First, turn the tomato cage upside-down, so that the largest circle is on the ground. Then, bend the 2 wires opposite eachother into the shape of arms. Remember to make shoulders, too:









Bend the third wire straight down, then up 90*° *at the middle of the top circle Cut the wire to an appropriate length so the wig head will slide all the way down:









Place the wig head onto the center wire (there are holes in the center of the necks:









Put newspaper around the shoulders to add padding:


----------



## nightrideproductions

Put a mask onto the wig head, and add a shirt. Bend the wires for the arms, and add hands if you want (You should also add newspaper around the arms, but I didn't for the picture):









And that's all there is to it. Use the tent stakes to hold it into the ground, and you're done.


----------



## spideranne

Cheap and easy with a great effect.


----------



## Mr_Chicken

that's a great trick


----------



## Wildcat

Very nice.


----------



## RoxyBlue

As simple as this is, you could have a whole army of groundbreakers in your yard in no time


----------



## Lunatic

Nice. Can't beat the simplicity. Thanks!


----------



## samhayne

Original and easy storage, great idea !
thanks for sharing


----------



## trishaanne

I've made a few free standing zombies with the cages but never thought to cut them down for groundbreakers. Thanks....I plan on making a few this afternoon.


----------



## PattyA

Thanks so much for sharing, I love the ease of making this one!


----------



## Just Whisper

Great idea. Especially if you just want to fill space for effect. You could knock out several of these in an afternoon. And it makes me wonder why the simplest ideas are always the least obvious. Thanks. I will add these to my list of things to do next week.


----------



## GhoulishGadgets

Wow, quick and cheap, awesome idea 
Si


----------



## Haunted Bayou

Utterly Genius!


----------



## IshWitch

I bumped up my thread for these from 3/2007 to show everyone some variations.

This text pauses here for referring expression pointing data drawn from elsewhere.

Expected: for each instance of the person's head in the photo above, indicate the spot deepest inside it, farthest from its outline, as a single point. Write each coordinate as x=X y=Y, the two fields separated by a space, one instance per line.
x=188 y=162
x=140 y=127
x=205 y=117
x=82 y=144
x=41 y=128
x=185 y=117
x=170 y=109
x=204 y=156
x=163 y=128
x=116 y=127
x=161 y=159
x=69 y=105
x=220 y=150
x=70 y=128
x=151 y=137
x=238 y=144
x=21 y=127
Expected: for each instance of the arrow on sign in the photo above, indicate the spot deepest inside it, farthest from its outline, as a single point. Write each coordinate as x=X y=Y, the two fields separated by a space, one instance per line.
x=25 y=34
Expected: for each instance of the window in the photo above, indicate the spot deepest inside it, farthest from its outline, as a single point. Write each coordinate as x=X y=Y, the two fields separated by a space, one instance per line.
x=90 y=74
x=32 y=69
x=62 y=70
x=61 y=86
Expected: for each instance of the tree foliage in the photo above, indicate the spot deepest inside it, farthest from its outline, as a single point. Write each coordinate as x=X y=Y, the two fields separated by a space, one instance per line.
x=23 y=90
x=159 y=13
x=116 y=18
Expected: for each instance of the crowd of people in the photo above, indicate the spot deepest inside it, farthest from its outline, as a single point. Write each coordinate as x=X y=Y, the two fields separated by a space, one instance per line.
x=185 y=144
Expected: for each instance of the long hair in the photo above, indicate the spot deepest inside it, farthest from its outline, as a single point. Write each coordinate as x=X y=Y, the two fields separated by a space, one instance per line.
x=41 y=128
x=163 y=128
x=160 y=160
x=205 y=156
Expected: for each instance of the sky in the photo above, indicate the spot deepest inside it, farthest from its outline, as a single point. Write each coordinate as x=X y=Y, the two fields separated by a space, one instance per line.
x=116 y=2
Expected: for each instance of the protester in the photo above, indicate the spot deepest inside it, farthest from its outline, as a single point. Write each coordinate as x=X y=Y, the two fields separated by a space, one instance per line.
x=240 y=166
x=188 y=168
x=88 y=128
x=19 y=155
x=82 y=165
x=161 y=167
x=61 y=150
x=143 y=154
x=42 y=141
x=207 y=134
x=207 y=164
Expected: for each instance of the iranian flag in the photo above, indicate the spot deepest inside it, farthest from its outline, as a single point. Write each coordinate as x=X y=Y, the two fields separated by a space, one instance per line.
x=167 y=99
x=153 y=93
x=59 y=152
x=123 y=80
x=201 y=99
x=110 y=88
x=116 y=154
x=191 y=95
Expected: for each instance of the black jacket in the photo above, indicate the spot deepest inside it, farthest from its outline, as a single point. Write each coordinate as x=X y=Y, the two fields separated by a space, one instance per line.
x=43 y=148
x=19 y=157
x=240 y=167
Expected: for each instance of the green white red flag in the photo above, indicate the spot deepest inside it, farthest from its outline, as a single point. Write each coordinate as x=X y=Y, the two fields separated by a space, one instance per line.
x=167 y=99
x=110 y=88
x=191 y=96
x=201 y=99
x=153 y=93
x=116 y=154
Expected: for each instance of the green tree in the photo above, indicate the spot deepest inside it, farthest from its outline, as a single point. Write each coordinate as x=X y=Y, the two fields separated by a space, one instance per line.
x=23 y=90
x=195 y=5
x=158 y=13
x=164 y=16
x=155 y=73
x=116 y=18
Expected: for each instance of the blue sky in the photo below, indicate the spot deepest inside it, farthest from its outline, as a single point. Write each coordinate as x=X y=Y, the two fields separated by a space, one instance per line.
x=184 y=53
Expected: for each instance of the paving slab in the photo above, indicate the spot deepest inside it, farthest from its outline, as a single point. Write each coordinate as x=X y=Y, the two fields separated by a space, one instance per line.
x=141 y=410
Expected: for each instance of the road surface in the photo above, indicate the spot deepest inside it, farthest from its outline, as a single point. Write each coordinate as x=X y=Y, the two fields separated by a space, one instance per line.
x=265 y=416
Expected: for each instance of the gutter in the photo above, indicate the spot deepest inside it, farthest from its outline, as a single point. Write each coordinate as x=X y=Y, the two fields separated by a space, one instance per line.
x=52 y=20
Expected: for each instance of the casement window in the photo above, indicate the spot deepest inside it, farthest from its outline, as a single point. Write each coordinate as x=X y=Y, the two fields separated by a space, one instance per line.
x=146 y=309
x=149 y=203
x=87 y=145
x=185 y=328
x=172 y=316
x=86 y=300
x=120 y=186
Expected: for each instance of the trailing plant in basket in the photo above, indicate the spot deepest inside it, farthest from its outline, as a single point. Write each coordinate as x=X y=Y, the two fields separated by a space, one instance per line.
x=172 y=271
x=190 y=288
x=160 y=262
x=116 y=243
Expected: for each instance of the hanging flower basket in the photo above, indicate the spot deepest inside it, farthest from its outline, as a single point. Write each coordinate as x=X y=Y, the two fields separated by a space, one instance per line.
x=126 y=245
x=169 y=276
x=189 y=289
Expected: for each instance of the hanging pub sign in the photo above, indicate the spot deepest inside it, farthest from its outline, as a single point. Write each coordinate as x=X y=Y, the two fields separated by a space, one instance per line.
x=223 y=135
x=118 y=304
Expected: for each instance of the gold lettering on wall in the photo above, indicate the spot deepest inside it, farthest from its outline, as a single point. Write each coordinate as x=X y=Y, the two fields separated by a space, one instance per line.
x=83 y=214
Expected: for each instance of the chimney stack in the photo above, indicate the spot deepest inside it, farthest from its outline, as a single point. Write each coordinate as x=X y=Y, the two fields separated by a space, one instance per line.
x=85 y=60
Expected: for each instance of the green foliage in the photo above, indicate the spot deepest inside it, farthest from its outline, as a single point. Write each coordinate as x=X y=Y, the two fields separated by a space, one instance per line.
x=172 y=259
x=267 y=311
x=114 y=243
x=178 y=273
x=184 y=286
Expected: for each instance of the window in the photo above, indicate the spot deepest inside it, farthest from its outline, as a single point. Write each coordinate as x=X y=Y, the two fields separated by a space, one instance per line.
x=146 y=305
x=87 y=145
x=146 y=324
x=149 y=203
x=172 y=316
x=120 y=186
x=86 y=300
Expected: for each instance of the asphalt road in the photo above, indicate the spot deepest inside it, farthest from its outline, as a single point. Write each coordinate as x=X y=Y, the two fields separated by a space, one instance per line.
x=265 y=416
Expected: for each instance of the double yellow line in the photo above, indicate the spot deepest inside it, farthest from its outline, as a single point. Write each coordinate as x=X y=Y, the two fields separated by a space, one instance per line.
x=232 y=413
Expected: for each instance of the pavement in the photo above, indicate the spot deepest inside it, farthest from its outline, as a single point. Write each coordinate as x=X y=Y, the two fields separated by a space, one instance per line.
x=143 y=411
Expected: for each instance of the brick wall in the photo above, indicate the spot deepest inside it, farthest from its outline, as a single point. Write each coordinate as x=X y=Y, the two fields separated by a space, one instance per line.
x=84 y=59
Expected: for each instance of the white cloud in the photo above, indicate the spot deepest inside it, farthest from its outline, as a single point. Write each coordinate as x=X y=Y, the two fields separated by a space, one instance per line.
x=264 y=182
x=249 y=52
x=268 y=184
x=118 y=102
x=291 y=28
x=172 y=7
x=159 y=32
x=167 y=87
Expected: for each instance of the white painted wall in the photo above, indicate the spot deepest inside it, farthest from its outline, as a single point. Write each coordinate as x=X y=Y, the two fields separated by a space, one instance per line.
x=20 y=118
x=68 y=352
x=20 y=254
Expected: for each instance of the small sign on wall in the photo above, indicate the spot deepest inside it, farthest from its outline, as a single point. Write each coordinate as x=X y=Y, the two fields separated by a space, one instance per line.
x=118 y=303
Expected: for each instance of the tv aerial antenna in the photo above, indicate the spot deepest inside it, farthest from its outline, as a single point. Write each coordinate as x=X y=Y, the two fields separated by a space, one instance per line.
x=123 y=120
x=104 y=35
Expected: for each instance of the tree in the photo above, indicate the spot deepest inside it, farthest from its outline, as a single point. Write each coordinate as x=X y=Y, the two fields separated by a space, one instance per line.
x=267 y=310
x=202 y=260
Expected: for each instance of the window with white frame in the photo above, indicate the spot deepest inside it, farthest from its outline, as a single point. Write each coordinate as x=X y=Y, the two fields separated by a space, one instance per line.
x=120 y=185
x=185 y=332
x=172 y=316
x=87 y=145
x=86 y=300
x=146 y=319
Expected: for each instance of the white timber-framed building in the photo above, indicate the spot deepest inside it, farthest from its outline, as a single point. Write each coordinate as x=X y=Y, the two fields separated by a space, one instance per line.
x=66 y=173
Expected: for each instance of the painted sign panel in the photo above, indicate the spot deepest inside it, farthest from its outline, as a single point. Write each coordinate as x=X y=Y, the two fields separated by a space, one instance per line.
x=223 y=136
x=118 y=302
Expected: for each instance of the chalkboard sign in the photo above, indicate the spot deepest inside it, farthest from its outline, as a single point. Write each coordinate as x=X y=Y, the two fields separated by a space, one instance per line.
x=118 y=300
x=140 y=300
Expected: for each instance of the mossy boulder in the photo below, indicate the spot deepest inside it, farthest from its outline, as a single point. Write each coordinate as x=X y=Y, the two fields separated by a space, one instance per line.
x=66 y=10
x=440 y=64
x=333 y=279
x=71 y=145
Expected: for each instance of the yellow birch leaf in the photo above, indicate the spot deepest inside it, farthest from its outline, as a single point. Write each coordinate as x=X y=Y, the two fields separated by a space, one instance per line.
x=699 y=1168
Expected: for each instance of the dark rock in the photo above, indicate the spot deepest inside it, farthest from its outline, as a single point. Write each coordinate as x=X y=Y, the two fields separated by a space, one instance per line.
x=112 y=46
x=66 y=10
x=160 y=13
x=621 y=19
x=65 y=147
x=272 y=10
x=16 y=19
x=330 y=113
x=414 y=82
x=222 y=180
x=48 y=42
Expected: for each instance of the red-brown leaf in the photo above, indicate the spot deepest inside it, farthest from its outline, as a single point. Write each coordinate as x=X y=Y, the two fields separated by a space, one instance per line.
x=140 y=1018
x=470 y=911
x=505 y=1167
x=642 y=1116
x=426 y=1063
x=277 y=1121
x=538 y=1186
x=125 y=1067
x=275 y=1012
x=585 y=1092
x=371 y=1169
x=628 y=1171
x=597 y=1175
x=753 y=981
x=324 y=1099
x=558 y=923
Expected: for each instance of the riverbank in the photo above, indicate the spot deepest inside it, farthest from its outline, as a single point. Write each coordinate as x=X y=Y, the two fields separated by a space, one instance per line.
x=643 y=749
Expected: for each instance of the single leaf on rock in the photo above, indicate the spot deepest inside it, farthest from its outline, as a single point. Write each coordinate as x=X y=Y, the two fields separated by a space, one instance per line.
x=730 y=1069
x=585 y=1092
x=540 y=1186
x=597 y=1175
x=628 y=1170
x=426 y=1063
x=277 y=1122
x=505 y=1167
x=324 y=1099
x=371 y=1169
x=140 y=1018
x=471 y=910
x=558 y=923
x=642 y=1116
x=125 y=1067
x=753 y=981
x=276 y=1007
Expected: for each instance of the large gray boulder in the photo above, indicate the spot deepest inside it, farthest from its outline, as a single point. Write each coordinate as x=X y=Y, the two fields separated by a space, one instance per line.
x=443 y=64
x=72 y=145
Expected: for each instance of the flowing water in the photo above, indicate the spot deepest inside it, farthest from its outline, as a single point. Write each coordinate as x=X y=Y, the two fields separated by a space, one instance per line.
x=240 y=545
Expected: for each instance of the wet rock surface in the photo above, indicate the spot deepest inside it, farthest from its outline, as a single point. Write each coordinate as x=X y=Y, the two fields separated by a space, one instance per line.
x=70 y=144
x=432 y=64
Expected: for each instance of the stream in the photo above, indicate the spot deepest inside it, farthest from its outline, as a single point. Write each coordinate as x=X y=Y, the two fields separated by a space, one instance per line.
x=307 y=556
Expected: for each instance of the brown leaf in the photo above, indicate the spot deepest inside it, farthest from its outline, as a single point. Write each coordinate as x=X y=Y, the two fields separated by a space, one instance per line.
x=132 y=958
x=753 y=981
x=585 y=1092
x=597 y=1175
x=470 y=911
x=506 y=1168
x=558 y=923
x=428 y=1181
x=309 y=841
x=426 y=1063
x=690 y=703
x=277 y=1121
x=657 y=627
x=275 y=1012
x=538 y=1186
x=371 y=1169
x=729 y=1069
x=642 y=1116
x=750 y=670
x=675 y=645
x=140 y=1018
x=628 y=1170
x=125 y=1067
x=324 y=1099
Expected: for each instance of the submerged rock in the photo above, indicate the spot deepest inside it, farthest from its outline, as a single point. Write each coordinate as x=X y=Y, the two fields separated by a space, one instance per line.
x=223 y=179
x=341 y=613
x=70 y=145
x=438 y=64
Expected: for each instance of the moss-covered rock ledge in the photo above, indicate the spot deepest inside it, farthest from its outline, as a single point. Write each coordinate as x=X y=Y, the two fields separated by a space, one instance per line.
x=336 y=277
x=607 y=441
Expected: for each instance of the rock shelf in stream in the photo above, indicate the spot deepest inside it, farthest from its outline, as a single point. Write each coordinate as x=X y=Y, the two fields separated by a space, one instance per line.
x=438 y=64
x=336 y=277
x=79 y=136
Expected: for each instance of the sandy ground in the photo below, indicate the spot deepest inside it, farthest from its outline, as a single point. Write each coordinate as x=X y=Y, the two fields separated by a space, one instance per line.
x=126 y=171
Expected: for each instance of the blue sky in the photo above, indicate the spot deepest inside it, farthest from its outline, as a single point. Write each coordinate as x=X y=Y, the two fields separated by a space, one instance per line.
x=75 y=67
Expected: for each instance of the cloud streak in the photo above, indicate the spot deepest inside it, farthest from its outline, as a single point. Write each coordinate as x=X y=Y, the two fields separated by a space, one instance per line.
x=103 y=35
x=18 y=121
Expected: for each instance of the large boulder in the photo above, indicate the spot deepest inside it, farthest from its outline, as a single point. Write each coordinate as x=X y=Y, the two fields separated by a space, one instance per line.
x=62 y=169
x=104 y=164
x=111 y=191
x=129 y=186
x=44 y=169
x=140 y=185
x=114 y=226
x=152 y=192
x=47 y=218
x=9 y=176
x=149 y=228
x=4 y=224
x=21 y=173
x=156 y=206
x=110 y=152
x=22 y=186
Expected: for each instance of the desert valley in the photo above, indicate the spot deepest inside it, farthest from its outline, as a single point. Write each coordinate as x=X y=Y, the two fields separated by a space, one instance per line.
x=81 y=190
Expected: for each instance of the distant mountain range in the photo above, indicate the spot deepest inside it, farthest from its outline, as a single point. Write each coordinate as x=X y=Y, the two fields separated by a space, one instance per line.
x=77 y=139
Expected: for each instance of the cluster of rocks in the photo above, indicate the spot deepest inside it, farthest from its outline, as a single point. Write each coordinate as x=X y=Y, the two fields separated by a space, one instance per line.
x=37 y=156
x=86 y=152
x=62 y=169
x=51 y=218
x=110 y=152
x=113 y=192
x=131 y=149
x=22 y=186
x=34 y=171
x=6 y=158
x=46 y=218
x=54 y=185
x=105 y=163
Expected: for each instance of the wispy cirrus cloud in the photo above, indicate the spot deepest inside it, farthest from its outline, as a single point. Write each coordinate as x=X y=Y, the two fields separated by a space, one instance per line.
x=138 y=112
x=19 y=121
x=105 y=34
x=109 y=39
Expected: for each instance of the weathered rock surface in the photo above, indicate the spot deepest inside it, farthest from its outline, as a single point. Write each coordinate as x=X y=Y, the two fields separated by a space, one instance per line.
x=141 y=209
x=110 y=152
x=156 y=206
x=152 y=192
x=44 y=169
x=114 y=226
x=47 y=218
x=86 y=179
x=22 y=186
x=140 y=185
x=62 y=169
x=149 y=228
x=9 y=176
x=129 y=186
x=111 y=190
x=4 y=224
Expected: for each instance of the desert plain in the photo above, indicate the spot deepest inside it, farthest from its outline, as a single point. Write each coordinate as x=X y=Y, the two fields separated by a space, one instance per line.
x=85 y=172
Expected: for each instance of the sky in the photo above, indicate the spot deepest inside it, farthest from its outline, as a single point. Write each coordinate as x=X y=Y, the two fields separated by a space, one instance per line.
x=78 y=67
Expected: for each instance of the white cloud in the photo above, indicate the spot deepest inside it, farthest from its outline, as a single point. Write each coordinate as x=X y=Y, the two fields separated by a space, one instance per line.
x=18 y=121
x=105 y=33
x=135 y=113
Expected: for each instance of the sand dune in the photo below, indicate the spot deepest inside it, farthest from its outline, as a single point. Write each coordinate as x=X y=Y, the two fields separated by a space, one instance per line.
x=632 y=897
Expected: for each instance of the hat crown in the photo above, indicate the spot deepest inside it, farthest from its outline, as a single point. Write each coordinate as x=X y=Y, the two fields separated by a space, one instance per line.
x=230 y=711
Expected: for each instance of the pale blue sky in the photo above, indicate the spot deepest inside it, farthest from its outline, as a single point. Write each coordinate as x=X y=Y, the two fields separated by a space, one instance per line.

I use milk jugs for under the masks, it is even cheaper and you can put a glow stick in there and it will glow thru' the eye holes. Plus you can color the eye area with marker or place colored plastic over that area to make a different look.


----------



## Girl of Vlad

clever.


----------



## creeperguardian

Wow i love it what is that name of that mask:jol::jol:


----------



## jdubbya

creeperguardian said:


> Wow i love it what is that name of that mask:jol::jol:


It's from Death Studios, I believe. It's from their Dead Zone collection and is called The Living Dead

http://www.deathstudios.com/Masks/Index.cfm/go:site.Item/Item:184/ID:1/Group:13/index.html


----------



## [email protected]

Love this great idea...soooo easy and affordable. .. thanks for sharing...


----------



## LadyRose

That's cool.


----------



## NickWaka7

Nice trick! I will have to remember this one.


----------



## kimmilligan64

Iam trying this tommarow


----------